Before his return to Boston for Games 3 and 4 of the playoffs, Irving voiced his concern about potentially being a target of hate. He previously played for the Celtics from 2017 to 2019, signing a four-year contract with the Nets in 2019.
"I am just looking forward to competing with my teammates and hopefully, we can just keep it strictly basketball; there's no belligerence or racism going on — subtle racism," Irving told ESPN last week. "People yelling s--- from the crowd, but even if it is, it's part of the nature of the game and we're just going to focus on what we can control."
Across the NBA, multiple incidents have been reported of fans interacting inappropriately towards players in recent days. The New York Times reports that fans have been banned indefinitely for spitting at Atlanta Hawks guard Trae Young, using inappropriate language at Memphis Grizzlies' guard Ja Morant's family, and most recently, throwing popcorn on Washington Wizards' Russell Westbrook.
On Thursday, the NBA released a statement telling spectators it is "critical" to show respect to players and officials, while sharing the organization's fan code of conduct which the league said "will be vigorously enforced" moving forward, according to USA Today.

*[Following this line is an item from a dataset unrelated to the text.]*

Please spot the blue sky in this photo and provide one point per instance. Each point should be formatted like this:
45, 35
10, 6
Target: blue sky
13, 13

The National Basketball Players Association also followed up with a statement of its own about the recent events.
"True fans of this game honor and respect the dignity of our players," the release said. "No true fan would seek to harm them or violate their personal space. Those who do have no place in our arenas. And their conduct is appropriately evaluated by law enforcement just as if it occurred on a public street. Respect our Players. Respect our Game."